A connection that might help find her, he meant. Because despite my impression of her, I supposed it wasn't impossible for Wanda to have known about the illicit pills. After all, Sam was a lot younger than fifteen when he first learned how to skin-pop cocaine using the TB syringes he'd stolen from his father's medical bag.

And if such a link existed, recognizing it might be the key to finding her. But I could think of a third way things could go, too.

A worse way. “Wanda Cathcart,” I said slowly, “couldn't fend for herself in a roomful of kittens. Drugs or no drugs, if she ran off on her own—or worse, if someone took her—she could be in a lot of trouble.”

“Yeah,” Bob said. “There's that. Don't know why anyone would take her, though. She didn't see anything out there, did she?”

“You mean like who dunnit? Bob, she's timid and she's speech-impaired but she seems perfectly normal intelligence-wise. Seeing a murder . . . I think she'd have been trying to tell us about it.”

True, there had been her frightened expression. And even now that I'd dismissed them I supposed the sounds I'd heard last night
could
have been made by someone creeping stealthily to the door. But . . .

“Anyway, if she had seen something, why wouldn't she have tried telling her mother?” I asked.

I knew one thing for sure: When I opened that door on my way out of the little room, I'd found no one. And it was still none of my business. Stubbornly I hefted the sledgehammer.
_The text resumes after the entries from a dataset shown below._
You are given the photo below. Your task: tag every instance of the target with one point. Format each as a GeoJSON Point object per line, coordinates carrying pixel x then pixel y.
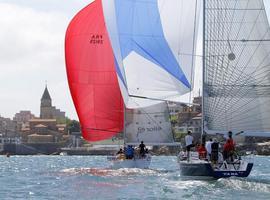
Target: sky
{"type": "Point", "coordinates": [32, 53]}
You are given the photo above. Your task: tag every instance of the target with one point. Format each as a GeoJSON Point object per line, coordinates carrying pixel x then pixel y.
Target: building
{"type": "Point", "coordinates": [23, 116]}
{"type": "Point", "coordinates": [47, 111]}
{"type": "Point", "coordinates": [7, 125]}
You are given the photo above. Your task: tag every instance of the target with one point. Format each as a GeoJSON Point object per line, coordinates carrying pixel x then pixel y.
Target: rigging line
{"type": "Point", "coordinates": [242, 40]}
{"type": "Point", "coordinates": [241, 25]}
{"type": "Point", "coordinates": [234, 9]}
{"type": "Point", "coordinates": [261, 81]}
{"type": "Point", "coordinates": [254, 25]}
{"type": "Point", "coordinates": [243, 111]}
{"type": "Point", "coordinates": [213, 28]}
{"type": "Point", "coordinates": [193, 51]}
{"type": "Point", "coordinates": [224, 49]}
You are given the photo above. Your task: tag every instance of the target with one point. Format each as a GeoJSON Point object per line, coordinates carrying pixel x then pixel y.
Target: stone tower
{"type": "Point", "coordinates": [46, 105]}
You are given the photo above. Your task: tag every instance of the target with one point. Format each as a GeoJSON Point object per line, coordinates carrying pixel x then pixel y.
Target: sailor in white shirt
{"type": "Point", "coordinates": [208, 147]}
{"type": "Point", "coordinates": [189, 143]}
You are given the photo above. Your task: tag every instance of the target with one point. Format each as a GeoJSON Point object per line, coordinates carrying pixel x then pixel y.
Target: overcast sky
{"type": "Point", "coordinates": [32, 51]}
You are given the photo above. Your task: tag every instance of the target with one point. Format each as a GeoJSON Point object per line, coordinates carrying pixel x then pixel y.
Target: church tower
{"type": "Point", "coordinates": [46, 105]}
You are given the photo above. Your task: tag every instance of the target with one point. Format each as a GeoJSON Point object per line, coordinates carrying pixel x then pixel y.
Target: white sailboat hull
{"type": "Point", "coordinates": [141, 163]}
{"type": "Point", "coordinates": [201, 168]}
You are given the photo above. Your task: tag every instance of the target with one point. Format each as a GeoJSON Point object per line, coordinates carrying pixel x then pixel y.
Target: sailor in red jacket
{"type": "Point", "coordinates": [228, 148]}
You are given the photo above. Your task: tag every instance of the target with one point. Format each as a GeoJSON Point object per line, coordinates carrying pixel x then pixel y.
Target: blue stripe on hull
{"type": "Point", "coordinates": [226, 174]}
{"type": "Point", "coordinates": [198, 169]}
{"type": "Point", "coordinates": [205, 169]}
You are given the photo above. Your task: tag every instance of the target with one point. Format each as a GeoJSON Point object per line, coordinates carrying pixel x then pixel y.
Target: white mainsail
{"type": "Point", "coordinates": [236, 67]}
{"type": "Point", "coordinates": [150, 124]}
{"type": "Point", "coordinates": [153, 42]}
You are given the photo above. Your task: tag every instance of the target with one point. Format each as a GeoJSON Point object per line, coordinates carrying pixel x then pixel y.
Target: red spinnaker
{"type": "Point", "coordinates": [91, 75]}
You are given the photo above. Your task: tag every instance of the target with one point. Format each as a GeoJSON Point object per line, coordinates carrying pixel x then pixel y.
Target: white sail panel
{"type": "Point", "coordinates": [149, 124]}
{"type": "Point", "coordinates": [237, 66]}
{"type": "Point", "coordinates": [143, 32]}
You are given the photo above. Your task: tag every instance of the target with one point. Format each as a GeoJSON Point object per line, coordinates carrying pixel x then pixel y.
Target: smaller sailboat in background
{"type": "Point", "coordinates": [236, 84]}
{"type": "Point", "coordinates": [124, 60]}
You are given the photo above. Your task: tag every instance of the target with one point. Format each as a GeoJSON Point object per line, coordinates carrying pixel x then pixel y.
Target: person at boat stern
{"type": "Point", "coordinates": [228, 148]}
{"type": "Point", "coordinates": [142, 149]}
{"type": "Point", "coordinates": [189, 143]}
{"type": "Point", "coordinates": [214, 151]}
{"type": "Point", "coordinates": [129, 152]}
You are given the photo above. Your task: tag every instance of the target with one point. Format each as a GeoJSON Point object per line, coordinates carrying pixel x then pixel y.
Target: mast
{"type": "Point", "coordinates": [124, 128]}
{"type": "Point", "coordinates": [203, 69]}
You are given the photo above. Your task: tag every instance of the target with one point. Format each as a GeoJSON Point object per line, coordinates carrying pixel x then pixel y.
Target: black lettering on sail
{"type": "Point", "coordinates": [96, 39]}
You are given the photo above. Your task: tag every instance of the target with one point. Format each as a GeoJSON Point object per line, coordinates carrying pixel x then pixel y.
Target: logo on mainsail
{"type": "Point", "coordinates": [96, 39]}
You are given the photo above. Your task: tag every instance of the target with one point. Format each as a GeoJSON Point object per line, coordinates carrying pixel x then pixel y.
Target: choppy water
{"type": "Point", "coordinates": [88, 177]}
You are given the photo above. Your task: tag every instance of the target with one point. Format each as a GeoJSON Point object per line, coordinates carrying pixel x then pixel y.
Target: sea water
{"type": "Point", "coordinates": [89, 177]}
“Maybe what happened,” I suggested, “is that Wanda just got tired of the witches of Eastport.”

I went on to describe the scene at the Quoddy Village house, a mixture of New Age mysticism, old-world superstition, and Gregory Brand's patronizing style, which he'd displayed both during and after the canned-goods dinner we'd all . . . well, “enjoyed” might not be exactly the right word for it.

“Greg's like one of those how-to-empower-yourself gurus that used to be giving thousand-dollar seminars all over the place,” I said, “before people with money got tired of mingling with the great unwashed in seedy hotel banquet halls and started hiring individual life coaches instead.”

I turned toward the remnants of the porch, readying the hammer. “And kids can spot a phony a mile away, you know that. Wanda might be trying to give her mother a scare, so when she does come back Marge will agree to take her home.”

“Yeah?” Bob said, interested. “So you think the witch stuff is fake, do you?”

I blew out a skeptical breath. “Bob, if they were real witches, why not just cast a spell to bring Wanda back? Anyway,” I added, “tell Marge the answer's no. They paid for rent, not human bloodhounds, which Ellie and I are out of the business of being, anyway.”